On Monday, members of the electoral college confirmed the election of Democratic candidate Joseph Biden as President of the United States. However, according to experts, the second round of elections to the Senate from the state of Georgia, which will be held in early January, is even more important, since its results will depend on whether the Democrats will be able to change the balance of power in Congress in their favor, having the opportunity to start implementing their fiscal initiatives.
Bipartisan talks on a new stimulus package in the US remain the focus of investor attention.
American lawmakers are currently talking about dividing the next $ 908 billion stimulus package in two, in order to theoretically facilitate the passage of at least some of them.
On Friday, Congress will be on a break, so time is limited.
News of progress in the fiscal stimulus negotiations in Washington could boost market sentiment and put pressure on a safe dollar. The deal will also be a relief for the US Central Bank, which on Wednesday will unveil its latest rate decision this year.
In anticipation of the announcement of the Fed's verdict on monetary policy, the main currency pair is showing a cautious attitude
The euro is up 4% since the beginning of November, reaching its highest level against the US dollar since April 2018. This is due to widespread dollar sell-offs, as well as hopes that a massive aid package from the EU-created coronavirus fund will boost the region's economy.

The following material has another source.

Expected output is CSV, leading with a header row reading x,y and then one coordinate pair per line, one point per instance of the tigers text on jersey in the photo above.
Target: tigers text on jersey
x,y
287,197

However, the main question now is how tangible the direct fiscal effect of the launch of the fund will be, given that a significant part of the funds will be allocated in the form of loans, the provision of which depends on certain budget parameters.
Greenback is on its way to its fourth unprofitable five days in a row. The main drivers of this dynamic are low interest rates and the start of mass vaccination in the United States.
On Tuesday, the USD index is trading around 90.5 points, holding close to the lowest levels in more than 2.5 years.
Meanwhile, the worsening epidemiological situation in the EU is not the worst news for the euro. Much worse is Germany's declaration of strict national isolation. An almost complete halt in the eurozone's largest economy threatens to undermine the single currency rally.
"The market is overloaded with long positions in the euro. This indicates the possibility of profit-taking on EUR/USD, especially in light of concerns that Germany may introduce new quarantine restrictions, and the economic indicators for the eurozone in the new year may worsen again," Rabobank said.
"Reduced risk appetite could push the EUR/USD pair to 1.1800 in the first quarter of 2021. However, in a 12-month perspective it may rise to 1.2300," the bank's experts predict.
In the meantime, the main currency pair remains in the phase of consolidation, trading in a narrow range of 1.2120-1.1270, but the Fed's monetary policy verdict may change this situation.